So you thought Easter was about celebrating Jesus’ resurrection with chocolate eggs, marshmallow bunnies and glazed ham, eh? Well, I’m here to inform you of the true origin of Easter.
I always knew that Easter was based on a Pagan custom, but I wanted to learn more. Curiosity led me to websearch Easter stories, and paintings of Satan kept popping up. I soon found out that he played an integral part, helping Babylonian Queen Semiramis to become a goddess who was later named Ishtar (prounounced “Easter”) after her husband Nimrod’s death. Some guy named Nimrod was reason enough to keep researching.
Nimrod was the evil evil great-grandson of Noah (yes, the Arc guy) and grandson of Ham which is why some believe we eat Ham on Easter, er, ham. It was rumored that Nimrod was not only a tyrant who forced citizens to denounce God, but a head priest of the occult. Makes sense as he simply replaced one deity with another.
Weird enough for ya? Well, let the perversion continue: Nimrod was actually Semiramis’ son. Yes, it wouldn’t be an ancient tale without incest.
Upon his death, Nimrod’s body was chopped up into many pieces and distributed around the kingdom, probably because he was such an ass. Semiramis searched and searched but couldn’t find his reproductive organ, so she couldn’t properly resurrect his body. But no worries, she proclaimed him the Sun-god Baal and her good buddy Satan made her the Moon-goddess Ishtar. Ishtar insisted that she hatched from a giant egg that fell from the heavens into the Euphrates River, and with all that egg talk, added goddess of fertility to her resumé. The 28-day cycle (for the moon and women’s fertility charts) was also proclaimed back then, which is fitting since those Babylonian time-nuts created an awesome 12-month calendar and the 24-hour day. Also, Easter Sunday is always the first Sunday after the full moon following the Spring Equinox. Coincidence? I think not.
Ishtar had a son, some say through adultery but she claimed immaculate conception which is a convenient explanation for adultery, isn’t it? The bouncing baby boy was named Tammuz, which would later be translated from Jewish into the Julian/modern-day calendar as “June” which has nothing to do with this Easter story, but I thought that was cool. Little Tammuz was so fond of rabbits that they were proclaimed as sacred animals, hence the special Easter Bunny. Tammuz became a hunter and was killed by a wild pig (karma for being a hunter probably), so of course he also had a psuedo resurrection ceremony in Spring, when his mother’s tears brought him back from the Underworld. Hmm, so that’s three people popping back from the dead. Easter is sounding more like a zombie story.
This is where it gets interesting or really really silly.
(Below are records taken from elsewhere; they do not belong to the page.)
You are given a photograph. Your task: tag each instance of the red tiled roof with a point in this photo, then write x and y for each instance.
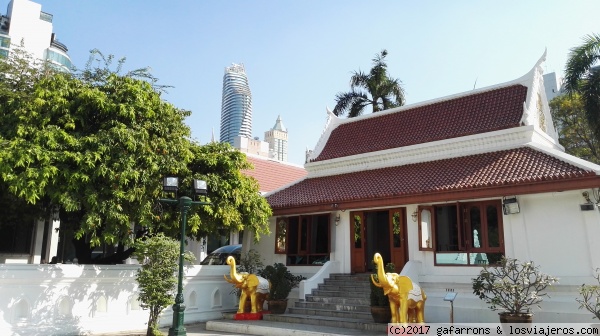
(477, 113)
(272, 175)
(502, 168)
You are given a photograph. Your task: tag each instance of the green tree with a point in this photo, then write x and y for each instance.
(98, 144)
(376, 88)
(582, 76)
(575, 134)
(156, 277)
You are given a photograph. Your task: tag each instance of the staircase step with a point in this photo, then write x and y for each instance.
(350, 314)
(350, 277)
(339, 299)
(347, 282)
(333, 306)
(359, 288)
(272, 328)
(328, 321)
(341, 294)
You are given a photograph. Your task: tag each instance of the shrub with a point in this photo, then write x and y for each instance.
(157, 276)
(512, 285)
(282, 281)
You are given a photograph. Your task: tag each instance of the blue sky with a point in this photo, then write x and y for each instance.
(299, 54)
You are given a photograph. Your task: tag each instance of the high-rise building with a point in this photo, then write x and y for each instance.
(25, 23)
(236, 106)
(277, 139)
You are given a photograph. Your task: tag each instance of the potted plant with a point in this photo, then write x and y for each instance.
(282, 281)
(380, 304)
(514, 287)
(591, 297)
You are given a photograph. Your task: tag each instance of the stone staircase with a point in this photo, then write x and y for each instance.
(342, 301)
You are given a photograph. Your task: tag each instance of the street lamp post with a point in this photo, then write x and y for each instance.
(171, 184)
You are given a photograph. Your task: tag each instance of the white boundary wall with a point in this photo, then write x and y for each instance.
(93, 299)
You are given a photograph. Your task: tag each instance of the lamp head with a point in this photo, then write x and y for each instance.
(170, 184)
(199, 187)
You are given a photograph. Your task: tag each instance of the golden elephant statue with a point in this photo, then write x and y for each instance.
(407, 299)
(252, 286)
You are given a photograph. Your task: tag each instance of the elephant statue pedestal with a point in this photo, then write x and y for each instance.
(252, 287)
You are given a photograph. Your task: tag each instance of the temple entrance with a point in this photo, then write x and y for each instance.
(379, 231)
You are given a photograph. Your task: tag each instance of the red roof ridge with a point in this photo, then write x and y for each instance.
(522, 108)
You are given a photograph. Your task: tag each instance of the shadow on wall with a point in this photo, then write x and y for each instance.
(59, 299)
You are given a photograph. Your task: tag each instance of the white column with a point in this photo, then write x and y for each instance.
(38, 241)
(592, 227)
(52, 239)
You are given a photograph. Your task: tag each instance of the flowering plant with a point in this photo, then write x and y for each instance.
(512, 285)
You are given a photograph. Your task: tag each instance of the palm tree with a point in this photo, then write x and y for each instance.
(385, 91)
(583, 76)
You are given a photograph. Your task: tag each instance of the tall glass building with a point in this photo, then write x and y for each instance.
(25, 22)
(236, 107)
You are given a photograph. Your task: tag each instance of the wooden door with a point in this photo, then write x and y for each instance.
(357, 242)
(398, 241)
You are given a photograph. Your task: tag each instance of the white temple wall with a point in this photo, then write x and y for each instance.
(88, 299)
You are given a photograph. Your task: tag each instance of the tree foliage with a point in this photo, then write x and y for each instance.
(375, 88)
(583, 76)
(575, 134)
(98, 143)
(156, 277)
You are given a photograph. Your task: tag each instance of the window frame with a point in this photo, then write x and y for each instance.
(306, 225)
(464, 227)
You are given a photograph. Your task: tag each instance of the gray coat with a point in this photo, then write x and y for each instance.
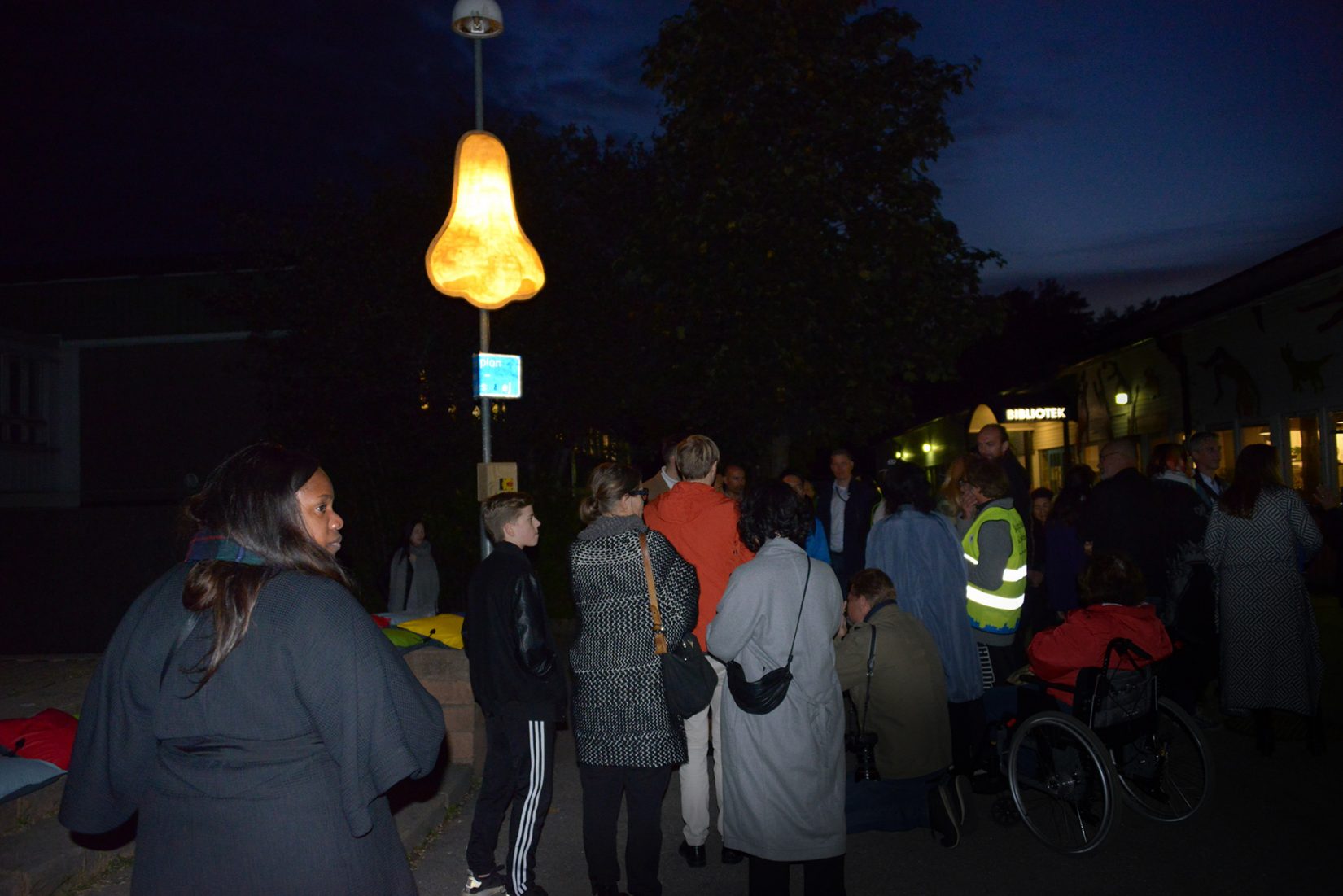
(423, 592)
(783, 771)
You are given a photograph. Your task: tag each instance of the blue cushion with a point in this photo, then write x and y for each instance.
(19, 776)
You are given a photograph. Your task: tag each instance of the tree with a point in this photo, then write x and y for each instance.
(798, 266)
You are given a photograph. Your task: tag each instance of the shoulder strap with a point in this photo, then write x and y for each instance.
(659, 638)
(867, 699)
(192, 618)
(798, 623)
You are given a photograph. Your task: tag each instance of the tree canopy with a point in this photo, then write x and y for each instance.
(795, 262)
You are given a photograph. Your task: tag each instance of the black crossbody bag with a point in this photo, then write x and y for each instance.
(763, 696)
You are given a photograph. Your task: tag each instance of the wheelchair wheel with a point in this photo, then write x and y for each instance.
(1166, 776)
(1061, 780)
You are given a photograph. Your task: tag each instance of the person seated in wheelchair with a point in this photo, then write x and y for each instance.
(1111, 606)
(890, 664)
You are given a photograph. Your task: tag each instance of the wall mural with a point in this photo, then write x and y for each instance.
(1223, 365)
(1304, 373)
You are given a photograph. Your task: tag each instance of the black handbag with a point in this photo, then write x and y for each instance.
(760, 697)
(688, 680)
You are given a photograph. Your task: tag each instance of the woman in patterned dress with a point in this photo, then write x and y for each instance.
(1258, 538)
(626, 738)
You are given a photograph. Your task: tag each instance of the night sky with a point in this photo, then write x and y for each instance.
(1130, 151)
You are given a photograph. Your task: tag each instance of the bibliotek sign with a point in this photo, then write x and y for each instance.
(1018, 414)
(497, 375)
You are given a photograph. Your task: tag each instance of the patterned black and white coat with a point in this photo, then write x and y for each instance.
(619, 710)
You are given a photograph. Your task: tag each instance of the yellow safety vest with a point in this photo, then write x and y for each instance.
(998, 610)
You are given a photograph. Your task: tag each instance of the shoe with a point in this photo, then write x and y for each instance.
(965, 802)
(693, 854)
(489, 884)
(942, 815)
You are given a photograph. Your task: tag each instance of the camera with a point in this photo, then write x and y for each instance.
(864, 747)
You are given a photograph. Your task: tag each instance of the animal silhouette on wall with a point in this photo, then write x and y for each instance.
(1304, 374)
(1221, 365)
(1334, 320)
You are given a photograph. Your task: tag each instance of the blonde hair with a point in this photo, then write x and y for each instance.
(694, 457)
(504, 508)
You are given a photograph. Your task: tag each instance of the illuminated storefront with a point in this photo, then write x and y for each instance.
(1256, 357)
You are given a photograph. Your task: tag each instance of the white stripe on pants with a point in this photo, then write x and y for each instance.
(527, 826)
(694, 772)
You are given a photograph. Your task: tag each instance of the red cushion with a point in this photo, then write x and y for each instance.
(50, 736)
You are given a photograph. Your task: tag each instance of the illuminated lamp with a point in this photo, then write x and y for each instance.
(477, 19)
(481, 253)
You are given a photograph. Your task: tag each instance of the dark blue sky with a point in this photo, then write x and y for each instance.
(1127, 150)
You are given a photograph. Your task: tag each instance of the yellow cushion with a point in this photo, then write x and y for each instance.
(444, 627)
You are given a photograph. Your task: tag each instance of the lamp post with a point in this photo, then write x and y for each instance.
(481, 253)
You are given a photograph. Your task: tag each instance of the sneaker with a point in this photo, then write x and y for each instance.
(491, 884)
(942, 815)
(693, 854)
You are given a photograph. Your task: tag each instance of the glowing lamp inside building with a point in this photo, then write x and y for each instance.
(481, 253)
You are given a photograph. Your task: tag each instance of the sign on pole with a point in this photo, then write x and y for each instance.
(497, 375)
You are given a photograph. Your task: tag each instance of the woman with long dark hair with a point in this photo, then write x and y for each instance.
(249, 708)
(1258, 538)
(413, 584)
(626, 738)
(783, 792)
(1064, 553)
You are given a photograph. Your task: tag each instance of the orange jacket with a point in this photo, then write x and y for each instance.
(702, 524)
(1056, 654)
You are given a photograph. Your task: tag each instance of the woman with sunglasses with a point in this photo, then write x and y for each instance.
(626, 738)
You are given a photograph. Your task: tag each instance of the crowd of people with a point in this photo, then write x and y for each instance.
(253, 715)
(899, 614)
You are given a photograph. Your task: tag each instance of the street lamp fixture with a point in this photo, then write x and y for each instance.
(477, 19)
(481, 253)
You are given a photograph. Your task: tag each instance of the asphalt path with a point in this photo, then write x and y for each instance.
(1271, 825)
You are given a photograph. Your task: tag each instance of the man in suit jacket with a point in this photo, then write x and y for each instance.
(845, 505)
(1206, 450)
(667, 476)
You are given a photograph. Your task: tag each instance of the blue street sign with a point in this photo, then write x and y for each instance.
(497, 375)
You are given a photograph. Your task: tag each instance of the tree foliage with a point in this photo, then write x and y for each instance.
(797, 265)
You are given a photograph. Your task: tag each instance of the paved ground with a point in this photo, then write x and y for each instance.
(1272, 825)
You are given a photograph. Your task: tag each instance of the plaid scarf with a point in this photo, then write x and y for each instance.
(207, 545)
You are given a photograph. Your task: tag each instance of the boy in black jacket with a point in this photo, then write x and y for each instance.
(518, 681)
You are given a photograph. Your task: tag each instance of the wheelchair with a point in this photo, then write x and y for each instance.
(1122, 741)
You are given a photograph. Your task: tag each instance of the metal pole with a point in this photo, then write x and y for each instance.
(485, 315)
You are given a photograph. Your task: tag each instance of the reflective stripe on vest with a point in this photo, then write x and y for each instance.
(997, 610)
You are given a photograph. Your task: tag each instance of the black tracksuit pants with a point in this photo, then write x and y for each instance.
(644, 790)
(518, 769)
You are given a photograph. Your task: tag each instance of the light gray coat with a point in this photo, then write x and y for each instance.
(783, 772)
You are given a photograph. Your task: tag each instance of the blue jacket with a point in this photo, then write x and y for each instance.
(921, 555)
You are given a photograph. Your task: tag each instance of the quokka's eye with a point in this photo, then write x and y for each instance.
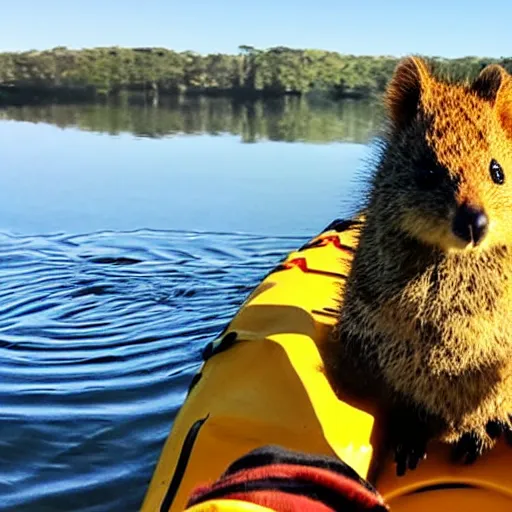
(430, 176)
(497, 174)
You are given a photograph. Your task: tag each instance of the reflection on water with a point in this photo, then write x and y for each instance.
(121, 256)
(288, 119)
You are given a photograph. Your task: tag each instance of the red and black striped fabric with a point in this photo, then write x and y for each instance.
(289, 481)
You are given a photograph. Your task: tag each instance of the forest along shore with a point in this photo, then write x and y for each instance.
(70, 76)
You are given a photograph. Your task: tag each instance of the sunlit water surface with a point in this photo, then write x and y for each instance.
(129, 237)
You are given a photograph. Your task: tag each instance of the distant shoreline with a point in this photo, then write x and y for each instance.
(32, 95)
(65, 76)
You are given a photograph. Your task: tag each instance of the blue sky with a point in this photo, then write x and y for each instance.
(447, 28)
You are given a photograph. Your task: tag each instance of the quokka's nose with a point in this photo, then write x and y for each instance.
(470, 224)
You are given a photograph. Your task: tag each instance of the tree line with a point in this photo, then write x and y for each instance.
(276, 71)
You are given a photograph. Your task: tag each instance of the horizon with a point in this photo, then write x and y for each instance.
(237, 51)
(374, 29)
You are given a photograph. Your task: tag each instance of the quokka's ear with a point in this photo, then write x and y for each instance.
(410, 81)
(494, 84)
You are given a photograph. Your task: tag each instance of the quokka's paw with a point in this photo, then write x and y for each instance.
(497, 428)
(474, 443)
(409, 433)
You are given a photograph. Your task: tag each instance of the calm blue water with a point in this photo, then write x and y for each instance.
(120, 257)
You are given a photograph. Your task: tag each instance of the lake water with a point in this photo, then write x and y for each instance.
(129, 236)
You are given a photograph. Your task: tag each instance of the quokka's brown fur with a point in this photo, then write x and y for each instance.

For Ishtar’s Sunday (the annual ceremony for her dead son), they ate sacred cakes with a “T” or a cross demarcation (hot cross buns) and because Tammuz was killed by a pig, everyone had to eat pork. Dyed eggs were considered sacred Easter offerings. They performed a sunrise service honoring Baal. Prior to this big celebration, Ishtar decreed a forty-day no-meat rule (Lent). Ishtar also decreed a trinity of her “happy” yet estranged family as “Father, Son and Spirit” and citizens had to cross themselves with a “T” for Tammuz. Sound familiar?
So there’s the untold Easter story. It’s no more far-fetched than some dude that turned water into wine and walked on water coming back to life, is it? Just wait for my Pagan rendition of Christmas and Groundhog Day.
Wow, that was an amazing story, Kris!! There’s also a nearly identical story in Egyptian lore about Osiris/Isis/Horus to match your Nimrod/Ishtar/Tammuz. Virtually the same story elements, point-by-point. Also from Egyptian lore, every time a pharoah died, he would be “resurected” in the form of his own son. While the son had a different name, the belief was that he was still the same soul. Go fig. So, there are resurections all over the place, not just in spring time. Seems humanity has been zombie fans for millennia. :D
Yup, bring forth the zombies and incest! :P Yah there’s an awful lot of overlap, considering how insane the details are.
On a side note, “Satan Ringtone” keeps showing up for the ads.. too funny and imho, appropriate.